I did notice this model had some difficulty blending smaller amounts, like single serving smoothies. Lisnoff noticed this, too, but it wasn’t a dealbreaker for him. “While the larger capacity requires more product to be used in order to get the proper results, I find that it isn’t that much more,” he says. “I also like the preset functionality of the Pro750. Want a smoothie? Set it to the smoothie setting. Hot soup? It can do that too.” During testing, the Pro 750 outperformed the 5200 on most tasks, though I did notice that the almond butter it made was a bit chunkier, because almonds kept getting stuck under the blades. Like the 5200, this model comes with a seven year warranty.

Best Bells and Whistles: Vitamix A3500

This is the first Vitamix I bought, and while my eyes have now wandered to the 5200, I still love it. It has the same 2.2 HP motor as the Pro Series 750, so it performs just as well, though it is a bit louder than both the 5200 and 750. What I love about it are the preset functions, including ones for handling smoothies, hot soup, nut butter, and self-cleaning with the touch of a button. You can easily perform these tasks manually on other models, but I have to admit that I’ve become a little dependent on being able to just dump in ingredients, hit a couple of buttons, and let it go. It has a beautiful digital touchscreen, and comes in multiple colors and finishes. Convenience and aesthetics do come at a price, though. The A3500 is tied for most expensive Vitamix blender, along with the Pro 750. Because of the wider, low-profile blending container, this model had the same issues with blending almond butter. It also has the longest warranty period of all the blenders tested: a whopping 10 years!

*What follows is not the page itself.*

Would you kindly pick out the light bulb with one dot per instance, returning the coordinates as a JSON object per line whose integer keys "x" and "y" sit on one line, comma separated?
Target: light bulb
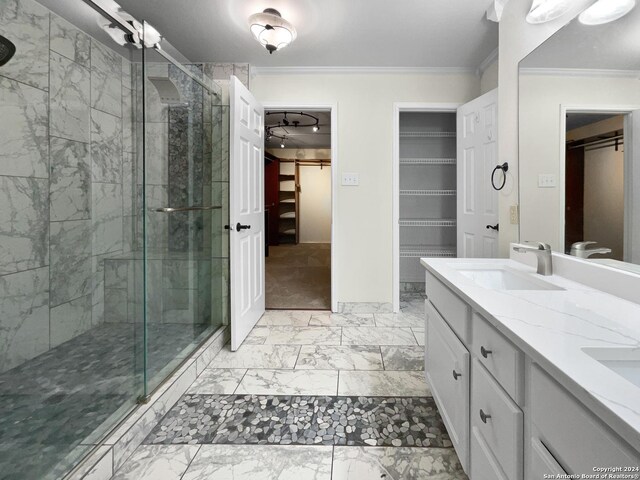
{"x": 605, "y": 11}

Best Immersion Blender: Vitamix Immersion Blender

This model wins this category by default, admittedly, since it’s the only immersion blender Vitamix offers. However, of all of the immersion blenders I’ve used in pro kitchens and at home over the past decade, it’s the best one I’ve ever used. For starters, it has the most comfortable handle and sturdiest locking mechanism I’ve seen. Where some models feel a little wobbly, even after locking the blending wand to the handle, the Vitamix immersion blender feels like one solid unit. The blending wand is narrow, fitting nicely into wide-mouth mason jars, or any vessel with a 3” wide mouth. It makes quick work of even the most fibrous of frozen fruits (looking at you, frozen pineapple!) and veggies. The two-button controls are really intuitive: one powers the machine on, and the other is a pressure-sensitive variable speed button that increases blending power the harder you press it. Like the ONE, I couldn’t perform all of the same tests with it, like processing nut butter or using it to cook soup. It is, however, the best immersion blender I’ve used, and well worth the cost. This model comes with a three year warranty.

Ask the Experts

Is it expensive to repair my Vitamix blender?

Vitamix’s warranty should cover any repairs, but if your warranty has lapsed like it has for El-Waylly, you may be able to repair it yourself. “Depends on what’s wrong with it,” says El-Waylly. “If you’re just changing a gear or the blade and you have a guy (or are the guy) it’s about 40 bucks. If it’s something more serious with the motor, I recommend buying a new one (but that’s very very rare).”

Can I use my Vitamix blender as a food processor?

While you can do some food processor tasks with your Vitamix, like making nut butter, it’s best to avoid things like making pie dough or chopping veggies. You can buy adapters and special blending cups for food processing with certain models, but what about just using the blending cup that comes standard with your model? “No, please don’t,” warns El-Waylly. “The blades are too small, the canister isn’t shaped for that kind of action, and you’ll likely burn out the motor.”